Adverse Excursion is the movement of an asset in the opposite direction to that in which the trader is long after the deal.
The maximum adverse Excursion (MAE) specifies the greatest unfavourable price movement that takes place during the duration of the trade. Traders apply MAE as a risk measure and take stop-loss positions.
Why Adverse Excursion is Important
- Risk Management: Examining MAE enables one to place stop-loss levels to avoid potential losses.
- Performance Measurement: MAE enables one to determine how efficient a trading system is when experiencing adverse conditions.
Example of Adverse Excursion
A trader purchases a stock at ₹500. The stock falls to ₹400 before moving up to ₹600 and ultimately to ₹550. Here:
- The Adverse Excursion is the fall from ₹500 to ₹400.
- The Maximum Adverse Excursion (MAE) is ₹100 (₹500 – ₹400).

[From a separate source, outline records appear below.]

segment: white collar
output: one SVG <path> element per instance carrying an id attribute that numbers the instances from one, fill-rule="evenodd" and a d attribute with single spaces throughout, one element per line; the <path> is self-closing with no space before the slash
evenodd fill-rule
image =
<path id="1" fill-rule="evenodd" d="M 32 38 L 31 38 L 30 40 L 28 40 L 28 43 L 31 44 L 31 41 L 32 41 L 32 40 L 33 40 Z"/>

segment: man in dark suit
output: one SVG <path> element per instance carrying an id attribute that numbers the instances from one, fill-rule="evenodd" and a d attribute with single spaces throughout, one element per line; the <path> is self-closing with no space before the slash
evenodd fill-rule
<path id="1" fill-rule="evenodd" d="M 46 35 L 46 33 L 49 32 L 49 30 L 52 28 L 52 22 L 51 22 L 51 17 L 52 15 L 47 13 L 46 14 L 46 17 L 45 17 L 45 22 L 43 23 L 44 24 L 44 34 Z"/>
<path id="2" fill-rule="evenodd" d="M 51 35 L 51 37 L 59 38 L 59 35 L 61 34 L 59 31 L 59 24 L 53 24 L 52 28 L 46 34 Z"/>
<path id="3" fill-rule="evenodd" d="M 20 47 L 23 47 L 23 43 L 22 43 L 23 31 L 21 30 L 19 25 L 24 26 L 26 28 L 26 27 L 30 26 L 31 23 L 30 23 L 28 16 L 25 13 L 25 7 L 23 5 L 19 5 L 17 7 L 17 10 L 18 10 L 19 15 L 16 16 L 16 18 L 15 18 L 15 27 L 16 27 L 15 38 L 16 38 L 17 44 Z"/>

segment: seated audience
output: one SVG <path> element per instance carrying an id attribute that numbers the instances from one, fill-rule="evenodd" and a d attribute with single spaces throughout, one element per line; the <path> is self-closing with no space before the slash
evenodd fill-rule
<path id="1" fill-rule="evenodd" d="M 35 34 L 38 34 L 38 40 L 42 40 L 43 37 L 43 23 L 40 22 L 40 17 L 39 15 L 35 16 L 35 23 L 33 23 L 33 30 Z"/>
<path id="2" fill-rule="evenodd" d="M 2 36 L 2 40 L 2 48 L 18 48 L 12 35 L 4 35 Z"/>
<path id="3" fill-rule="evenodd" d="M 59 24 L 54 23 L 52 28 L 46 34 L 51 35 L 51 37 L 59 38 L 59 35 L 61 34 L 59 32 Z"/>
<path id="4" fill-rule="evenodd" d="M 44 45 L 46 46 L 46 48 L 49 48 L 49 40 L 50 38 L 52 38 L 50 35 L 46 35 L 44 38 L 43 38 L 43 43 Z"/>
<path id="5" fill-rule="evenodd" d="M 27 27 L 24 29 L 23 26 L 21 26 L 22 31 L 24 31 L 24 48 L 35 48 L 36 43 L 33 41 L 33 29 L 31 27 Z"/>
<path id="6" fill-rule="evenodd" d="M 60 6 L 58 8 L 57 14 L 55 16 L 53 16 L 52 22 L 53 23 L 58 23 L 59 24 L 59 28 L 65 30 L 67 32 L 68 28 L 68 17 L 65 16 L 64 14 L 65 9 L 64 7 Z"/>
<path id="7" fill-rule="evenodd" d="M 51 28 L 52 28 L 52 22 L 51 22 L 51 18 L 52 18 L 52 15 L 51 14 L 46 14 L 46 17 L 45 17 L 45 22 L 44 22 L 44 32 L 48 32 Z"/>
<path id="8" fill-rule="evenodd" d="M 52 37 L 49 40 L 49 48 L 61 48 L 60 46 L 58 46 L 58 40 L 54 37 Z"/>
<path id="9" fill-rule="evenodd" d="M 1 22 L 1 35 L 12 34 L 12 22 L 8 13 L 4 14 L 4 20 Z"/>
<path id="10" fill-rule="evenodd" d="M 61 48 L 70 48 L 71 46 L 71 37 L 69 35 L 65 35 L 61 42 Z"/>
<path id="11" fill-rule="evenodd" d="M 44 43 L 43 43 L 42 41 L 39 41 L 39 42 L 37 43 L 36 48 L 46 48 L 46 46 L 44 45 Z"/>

Controlling Adverse Excursion with Stop-Loss
A stop-loss tactic could avoid the unfavourable Excursion from becoming too big. Traders can close a trade automatically by a stop-loss if the price comes to a specific level, cutting loss exposure.
Conclusion
The identification of unfavourable price movements, together with the use of MAE, creates essential components to handle trading risks and protect assets. Investors must implement a properly designed stop-loss strategy to escape severe financial losses.